A lot of that growth has been spearheaded by games like Honor of Kings and Peacekeeper Elite, which are very popular in Asia but not as widely played in North America. As these types of games remain popular and continue to grow, don't expect them to go away any time soon, even if they aren't your personal preference.
2. Games-as-a-service titles have become even more prominent
Looking at the 10 Top premium console games of 2020 though, it's clear that games-as-a-service titles are still quite successful. While we've seen flops like Marvel's Avengers this year, Call of Duty: Modern Warfare was still the biggest game of 2020 thanks to Call of Duty: Warzone. Call of Duty: Black Ops Cold War also made the list at #6, and games like with active post-launch support like FIFA, NBA 2K, Grand Theft Auto 5, The Sims 4, and Animal Crossing: New Horizons also made the list.
It's clear that when done well, games-as-a-service games and post-launch support can be extremely beneficial to the success of a game and its long term revenue. Like with free-to-play and mobile games, expect developers to double down on this style of games as they've proven to be especially lucrative in 2020. While Marvel's Avengers shows that these games can flop, when done right they work wonders for publishers.
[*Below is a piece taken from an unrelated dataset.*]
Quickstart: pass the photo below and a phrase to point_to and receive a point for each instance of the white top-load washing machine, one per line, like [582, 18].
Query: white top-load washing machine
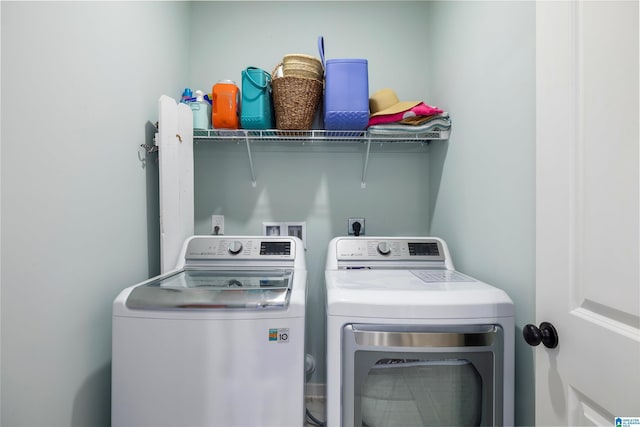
[411, 341]
[219, 341]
1. High-quality, single-player games keep growing
While fans of more linear, single-player experiences might be worried by the previous fact, SuperData also showed that single-player games also did incredibly well in 2020. Cyberpunk 2077 and Doom Eternal also made the year's top 10 list in sales at #8 and #10, respectively. The report also praised games from Sony like The Last of Us Part 2 and Ghost of Tsushima.
The success of all of these titles demonstrates that while they are not as lucrative in terms of long term revenue, single-player games can still garner a lot of money for their publishers. Cyberpunk 2077 is a prime example, as that game still managed to be the 8th biggest game of the year even though it came out on December 10 and was met with severe backlash.
No matter what kind of game you enjoy, it's clear that they really only saw growth in 2020. Hopefully, 2020 will be just as good. SuperData believes that "the long-term habits formed during lockdown are here to stay," even if revenue flattens, and that the industry will continue to grow, diversify in content, and consolidate.